BM25F Ranking Function

The BM25F ranking function is for documents containing multiple fields. In this context, fields means categorized partial documents. For example, names, descriptions, and prices are all possible fields of detail pages of merchandises.
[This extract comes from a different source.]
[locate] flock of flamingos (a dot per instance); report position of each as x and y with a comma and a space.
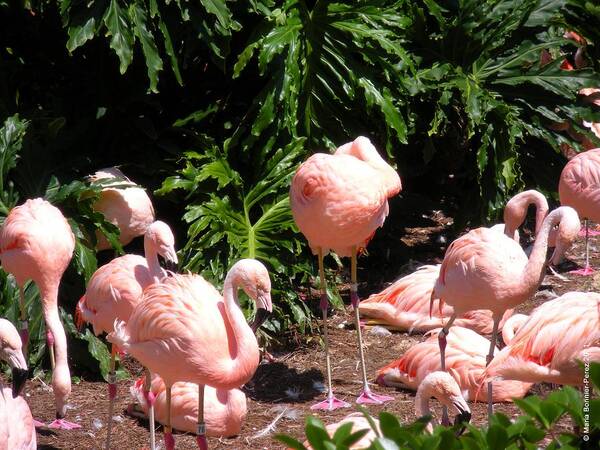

The BM25F supports multiple categories of fields and their different weights. The function is represented by the formula:

The BM25F formula

where q is a set of query keywords, beta is a document (i.e., a set of term occurrences), ka is a query keyword, k1 is a saturation factor for term frequency, N is the number of documents in the corpus, bf(k) is the number of documents in the corpus in which ka occurs.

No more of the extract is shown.